Gallery owner Sherrie Hawk says she has seen no new sales in the weeks that Sherrie Gallerie has been closed. Rather than for sales, Hawk is using the internet to keep her relationships with her artists and patrons strong.
“For me the gallery is about relationships in the end, with artists and with the customer," Hawk says.
Hawk says online sales can account for as much as 30% of the sales from a show in her gallery, which specializes in 3D artwork created from a range of materials, including ceramics, glass and fiber. However, Hawk’s focus right now is online content.
“I have been focusing the content on bringing joy and beauty to people’s lives right now, not focusing on sales,” Hawk said. “I don’t want to focus on sales at all. It just doesn’t seem appropriate, and I want people to feel good.”
Sherrie Gallerie’s website boasts video tours of two of the gallery’s recent exhibitions, and the window of her gallery features a display Hawk created right after she learned she’d have to close her gallery temporarily.
“I put a crazy window display of art on the street, so people that are walking can just look in the window and see something fun. Simple things like that are what I’m focusing on, feeling that it will just build nice relationships for the future,” Hawk said.
While keeping her eye on the day when her gallery can reopen, Hawk says she doesn’t need to pay herself a salary for a little while. But as with any other type of business, there is a limit to how much lost revenue an art gallery can withstand and remain fiscally sustainable.
Hawk says six months is the maximum length of time Sherrie Gallerie can endure without any sales whatsoever.
“I’m never in the mood to lose that much money, but I told myself that I’m willing to go that long,” Hawk said. “I had to just be really honest with myself and put that money there for the gallery.”
Lindsay says he’s measuring his gallery's viability during the shut-down against his prospects for a secure retirement.
“I’m older than a lot of people that own businesses in the Short North," Lindsay said. "I’ve been in business a long time. Do I want to pay the rent for my gallery out of my retirement? No, I don’t, but I have that option that I think a lot of people don’t."
Brandt says she thinks the Brandt-Roberts Galleries can hold on until summer, assuming business starts back up then.
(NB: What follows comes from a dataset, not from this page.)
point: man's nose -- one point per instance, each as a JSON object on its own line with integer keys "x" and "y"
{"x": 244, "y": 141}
But whenever she can reopen, Brandt says she’s concerned that it will take time for business to ramp up again, which would mean more of a strain on her business.
“Just because we’re closed doesn’t mean we don’t have operational costs – we still have insurance, we still have rent costs, I’m trying to keep my employees employed to some extent,” Brandt said. “Let’s say hypothetically we’re opening again in June or July, I don’t think we’re going to see all our patrons come back immediately.”
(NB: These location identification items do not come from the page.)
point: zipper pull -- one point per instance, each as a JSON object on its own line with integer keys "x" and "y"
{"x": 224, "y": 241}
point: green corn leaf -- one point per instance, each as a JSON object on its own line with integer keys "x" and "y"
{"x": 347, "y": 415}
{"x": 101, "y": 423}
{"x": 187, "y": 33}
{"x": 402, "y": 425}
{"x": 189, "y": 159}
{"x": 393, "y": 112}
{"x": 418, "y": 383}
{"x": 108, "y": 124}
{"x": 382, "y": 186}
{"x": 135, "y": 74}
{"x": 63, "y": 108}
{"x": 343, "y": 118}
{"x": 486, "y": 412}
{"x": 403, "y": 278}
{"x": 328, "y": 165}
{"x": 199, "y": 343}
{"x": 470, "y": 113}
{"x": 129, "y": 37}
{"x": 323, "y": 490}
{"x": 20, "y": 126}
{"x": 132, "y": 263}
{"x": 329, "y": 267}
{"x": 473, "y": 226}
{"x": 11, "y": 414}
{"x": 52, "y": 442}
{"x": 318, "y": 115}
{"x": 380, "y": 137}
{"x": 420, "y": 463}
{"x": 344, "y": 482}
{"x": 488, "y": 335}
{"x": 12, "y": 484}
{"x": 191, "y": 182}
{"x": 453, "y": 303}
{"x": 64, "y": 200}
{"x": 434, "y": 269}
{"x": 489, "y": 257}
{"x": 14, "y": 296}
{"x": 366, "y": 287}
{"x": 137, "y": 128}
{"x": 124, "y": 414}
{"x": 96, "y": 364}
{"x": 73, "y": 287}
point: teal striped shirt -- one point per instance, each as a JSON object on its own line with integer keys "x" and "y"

And the mandated closures mean that all types of Short North businesses aren’t bringing each other business like they usually do.
“(Normally), folks will come down to visit galleries and they stop and grab something to eat," Brandt said. "And they may be walking past our brick-and-mortar space in the window and they pop in. So being in the neighborhood where there are interesting small businesses has been a benefit for all of us, and I think the galleries have been a benefit to the boutiques."
Beyond the concerns of sustaining an art gallery and helping artists earn a living during the current crisis, Lindsay says he is concerned about what a longer-than-expected closure of the businesses that make up the Short North’s economy might mean for that district.
“On a larger scale, I worry about, if this goes on for long, will there be a Short North Arts District anymore?” said Lindsay
Meanwhile, Brandt says she’s been relying on wisdom she gained during her health crisis to try to stay focused on the present and take things as they come.
“When I had cancer, one of my therapists said, ‘Whatever you do, don’t get stuck in your illness,’” Brandt said. “I’m trying not to get stuck in the doomsday mentality. I’m trying not to get stuck in the ‘what ifs.’ One thing you learn in cancer is you take it one day at a time, because everything’s out of your control. I think we’ll pull through this.”